US_county <- ggplot(mapping = aes(x = long, y = lat, group = group)) +
geom_polygon(data = county.df_visited,
mapping = aes(fill = factor(Visited)),
color = "gray80", size = 0.05) +
scale_fill_manual(values = cols) +
geom_polygon(data = state.df,
color = "black",
fill = NA,
size = 0.1) +
theme_map() +
guides(fill=FALSE) +
coord_map(projection = "albers", lat0 = 39, lat1 = 45) +
labs(title = "United States")
US_county

Well, that certainly looks a lot different than the map of just states visited. Let’s take a look at the state level and county level maps side by side.
grid.arrange(US_state, US_county, ncol = 2)

I need to get out more.
I am also particularly curious of the New England region as well as North Carolina. I grew up in Connecticut and my family lived all over New England. Family trips covered a lot of ground in those states. I currently live in North Carolina, and have for over 8 years.
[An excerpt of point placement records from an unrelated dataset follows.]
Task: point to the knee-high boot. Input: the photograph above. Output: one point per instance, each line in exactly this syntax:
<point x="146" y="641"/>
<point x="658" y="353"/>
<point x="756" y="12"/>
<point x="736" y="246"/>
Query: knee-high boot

How much of these areas, in which I have spent so much of my life, have I really seen.
#New England
county.df_visited_new_england <- county.df_visited %>%
filter(state %in% c("CT", "RI", "MA", "VT", "NH", "ME"))
state.df_new_england <- state.df %>%
filter(STUSPS %in% c("CT", "RI", "MA", "VT", "NH", "ME"))
New_England_county <- ggplot(data = county.df_visited_new_england,
aes(x = long, y = lat, fill = factor(Visited), group = group)) +
geom_polygon(color = "gray80", size = 0.05) +
scale_fill_manual(values = cols) +
geom_polygon(data = state.df_new_england,
color = "black",
fill = NA,
size = 0.25) +
theme_map() +
guides(fill=FALSE) +
coord_equal()+
labs(title = "New England")
New_England_county

#North Carolina
county.df_visited_nc <- county.df_visited %>%
filter(state == "NC")
state.df_nc <- state.df %>%
filter(STUSPS %in% c("NC"))
NC_county <- ggplot(data = county.df_visited_nc,
aes(x = long, y = lat, fill = factor(Visited), group = group)) +
geom_polygon(color = "gray80", size = 0.05) +
scale_fill_manual(values = cols) +
geom_polygon(data = state.df_nc,
color = "black",
fill = NA,
size = 0.25) +
theme_map() +
guides(fill=FALSE) +
coord_equal() +
labs(title = "North Carolina")
NC_county

Honestly, no surprises here. For New England it’s all of Connecticut, Rhode Island, and New Hampshire, with only Martha’s Vineyard and Nantucket missed in Massachusetts, and one county being missed in northeast Vermont. But I have barely scratched the surface of Maine. Based on where my extended family resided when I was growing up, this map pretty much sums up where we would have traveled for family visits and vacations.
For North Carolina, I have been everywhere in the western part of the state. I currently live in Charlotte, which is close-ish to the center of the state. Since I’ve always been a bigger fan of the mountains than the beach, heading west from Charlotte more than east tracks.
To try one last thing, I want to generate an interactive visual. I used Leaflet for this. I plant on mapping the same shaded polygons I previously plotted in ggplot on top of the leaflet map. For this plot we do not need to filter out US Territories or Alaska or Hawaii. A complete map of the world is generated regardless.
An additional wrinkle to using Leaflet is that unlike ggplot, leaflet can use SpatialPolygonsDataFrames. Therefore, we need to create a new dataset that incorporates the county SpatialPolygonsDataFrame along with the Counties Visited information.
#Join County Latitude/Longitude Data with FIPS County Information - Geo Spatial
county.sp_visited <- geo_join(spatial_data = county.sp,
data_frame = county_list_active,
by_sp = "GEOID", by_df = "FIPS")
Now that a final dataset is available I plotted it in leaflet. Just like in the ggplot county visual I also plot the state SpatialPolygonsDataFrame in order to better visualize the state lines.
pal <- colorNumeric(palette = "viridis", domain = county.sp_visited$Visited)
leaflet(options = leafletOptions(minZoom = 3)) %>%
addTiles() %>%
addPolygons(data = state.sp,
color = "#2E4053",
weight = 1,
opacity = 1,
dashArray = 1.5,
fillColor = "white",
fillOpacity = 0
) %>%
addPolygons(data = county.sp_visited,
highlight = highlightOptions(color = "white"),
fillColor = ~pal(county.sp_visited$Visited),
weight = 0.5,
opacity = 1,
color = "white",
dashArray = 2.5,
fillOpacity = 0.25,
label = ~paste(NAME)
) %>%
setView(lng = -96,
lat = 37.8,
zoom = 4) %>%
setMaxBounds(lng1 = -180,
lng2 = -60,
lat1 = 73,
lat2 = 15)